Between the Shadow and the Soul: A Film Analysis of Beneath You
Lighting: The scene sets the characters shrouded in darkness, yet they're well lit. This high contrast between the almost glowing figures of Spike and Buffy is established through high key lighting, where the windows on the sides of the church serve as pseudo-diegetic sources for light. No matter where Buffy and Spike stand throughout the scene, they seem to fall into the light. Save one exception: when Spike willfully crawls into the shadows to confess his darker passions, of death and sex ("I dreamed of killing you, I think they were dreams"/"Thinking of you and spilling useless buckets of salt"). When Spike finally confesses outright that he has a soul, upon saying the word "spark" after hinting at how he's like Angel, he finally walks back into the light. The scene juxtaposes light and dark at its most extreme, the contrast between the demonic and the soul.
Color: Consider the lack of warm color in the scene, as it's primarily blue-toned, save for the few candles at the walls firing orange. This cool color palette complements the high contrast between the glowing white figures of Buffy and Spike (their blond heads, their pale skin) and the darkness that surrounds them. The spark within Spike is meant to "burn" yet the colors in this scene are lacking fire ("Ain't we in a sodding engine?); this color palette will be dramatically contrasted in Chosen when Spike finally feels his soul as he lights up to close the Hellmouth, his final scene with Buffy awash in warm warmth (bright white light creating warm oranges and reds).
Costume: Buffy's clothes fit this blue color design. Perhaps more interestingly, Spike begins wearing this garish blue shirt which he sheds once he's in the church. Upon doing so, his costume fits the dichotomy of light and dark. Black jeans beneath (baser passions), his chest baring glowing pale skin (where the heart resides, the soul). He's as dramatically light and dark in body as he is in spirit, as the scene itself is lit. There's an irony here in how Spike's bleached hair, the bad boy persona, is this pure white color on top of his head -- within this color dynamic of light as good and dark as bad, the artificial color of Spike's hair seems almost like an indictment of his attempts to be bad. Even when he's bad, he's still coloring himself in good.
Sound: So much of the sound in this scene is simply the characters talking. There's the ominous music playing softly underneath it all, the string instruments humming deeply. But it's the voices that really decorate the scene and I'm not sure how, but somehow the actors sound as if they're whispering even as their voices remain clearly audible. And what's more, there's an echoing quality to their speech, a resonance that further builds the sense of emptiness surrounding them. They're surrounded by darkness and their voices echo. This effect makes the distance between Buffy and Spike seem even greater; they're alone even as they're standing together in the same room, even as they're speaking directly to each other.
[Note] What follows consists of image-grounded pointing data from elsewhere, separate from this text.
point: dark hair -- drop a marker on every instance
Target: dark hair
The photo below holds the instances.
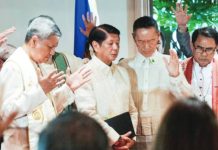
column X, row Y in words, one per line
column 206, row 32
column 145, row 22
column 188, row 125
column 43, row 26
column 73, row 131
column 99, row 33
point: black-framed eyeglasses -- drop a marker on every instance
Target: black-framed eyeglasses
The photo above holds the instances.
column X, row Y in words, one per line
column 207, row 50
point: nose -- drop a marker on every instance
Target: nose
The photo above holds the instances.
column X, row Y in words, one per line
column 115, row 46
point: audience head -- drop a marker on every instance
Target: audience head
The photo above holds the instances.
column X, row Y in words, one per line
column 146, row 35
column 205, row 42
column 42, row 38
column 188, row 125
column 105, row 41
column 73, row 131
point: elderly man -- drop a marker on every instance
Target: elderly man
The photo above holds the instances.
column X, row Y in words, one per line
column 108, row 92
column 201, row 70
column 150, row 69
column 25, row 90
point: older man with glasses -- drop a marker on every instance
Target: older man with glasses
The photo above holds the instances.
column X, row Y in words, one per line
column 201, row 70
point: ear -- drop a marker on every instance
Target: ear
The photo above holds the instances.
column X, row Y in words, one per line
column 95, row 46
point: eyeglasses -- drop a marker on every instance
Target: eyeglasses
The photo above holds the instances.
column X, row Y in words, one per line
column 207, row 50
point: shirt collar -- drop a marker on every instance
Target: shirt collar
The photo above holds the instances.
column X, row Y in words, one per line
column 101, row 66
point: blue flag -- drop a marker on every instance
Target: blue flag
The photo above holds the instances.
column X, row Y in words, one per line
column 81, row 8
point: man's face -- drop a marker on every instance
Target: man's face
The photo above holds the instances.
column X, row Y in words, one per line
column 146, row 40
column 204, row 50
column 109, row 48
column 44, row 49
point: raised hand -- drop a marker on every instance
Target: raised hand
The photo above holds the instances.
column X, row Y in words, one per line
column 51, row 81
column 173, row 64
column 78, row 78
column 181, row 15
column 89, row 22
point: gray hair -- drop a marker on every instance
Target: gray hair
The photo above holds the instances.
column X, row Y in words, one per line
column 43, row 26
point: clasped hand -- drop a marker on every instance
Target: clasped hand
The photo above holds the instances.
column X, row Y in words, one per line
column 124, row 142
column 50, row 81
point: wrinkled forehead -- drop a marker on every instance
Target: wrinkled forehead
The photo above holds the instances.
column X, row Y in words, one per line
column 112, row 36
column 146, row 33
column 205, row 41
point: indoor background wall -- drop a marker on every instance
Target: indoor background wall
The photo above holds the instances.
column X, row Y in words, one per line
column 120, row 13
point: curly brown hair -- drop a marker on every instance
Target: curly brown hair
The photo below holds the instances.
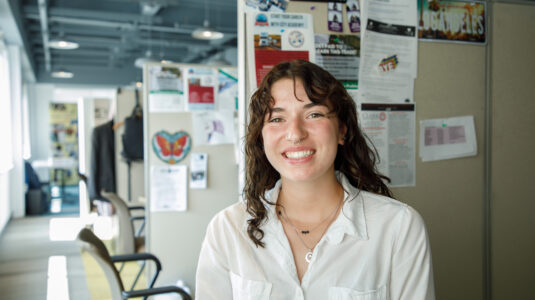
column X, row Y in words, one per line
column 355, row 159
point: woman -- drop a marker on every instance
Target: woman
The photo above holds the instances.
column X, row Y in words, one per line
column 318, row 221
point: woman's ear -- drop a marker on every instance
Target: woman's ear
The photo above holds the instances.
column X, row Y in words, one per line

When Spike explains why he got his soul, "To be a kind of man," the music is briefly hopeful, the strings light and higher. Then the music drops back to the low ominous sounds as he says, "And she shall look on him with forgiveness and love" as he approaches the cross and lays himself upon it, foreshadowing his sacrifice in Chosen. To be human for Spike means to die as an immortal vampire consumed by fire -- his humanity is the fire which consumes him from within. It's not enough for Spike to simply have his soul, to suffer and burn within from guilt. The cool tones in Beneath You (from moonlight) of Spike's self-involvement and self-recrimination as he grapples with his newly restored soul will eventually give way to the warm fire of his soul in Chosen (lit by the sun) when he becomes a force for the good of others. The soul may be a source of light within, making way for conscience and guilt, but love is the source of warmth, bringing forth forgiveness and redemption.